Он оставался в неведении относительно второй части послания. Ростислав опасался, что приятель по причине своего легкомыслия может поверить обвинениям, содержащимся в письме. Поверили же другие. Иначе откуда среди односельчан появилась неприязнь к Пархомцевым? Неприязнь, внешне ничем не выражаемая, но растущая как растет раковая опухоль, медленно и неотвратимо. Нет уже и в помине причин, обусловивших начало страшной болезни, и сам заболевший живет прежней — дораковой жизнью, а где-то в печени или пищеводе скрытно множится, плотоядно членится взбесившаяся клетка. И вскоре окружающие начинают примечать на лице пораженного печать смертельного недуга.

— Пантелю до автографов ни в жисть не додуматься, — продолжал Валерик, поводя выпученными глазами. — Ты чо, Пантелю трусишь? Правильно, Пашка Галкин — жук еще то-о-от!
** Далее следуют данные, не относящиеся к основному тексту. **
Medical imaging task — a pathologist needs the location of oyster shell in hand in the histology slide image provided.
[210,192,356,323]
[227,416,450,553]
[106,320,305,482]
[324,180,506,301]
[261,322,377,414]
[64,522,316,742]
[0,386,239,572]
Он же с приходами, Пантеля-то, — говоривший повертел пальцем у виска. — Кого хошь спроси, чокнутый он...

Успокоил:

— Плюнь! Слюной. В случае чего я Пашку вмиг достану.

Заегозил. Сделался вкрадчивым Валерик:

— Да забудь ты про дурацкое письмо. Мало ли на свете дураков. Мне вон тоже писали...

Он разумеется соврал. Но ложь его была во спасение.

Я што хотел сказать? А-а-а! Давай рискнем... Ну... насчет исцеления.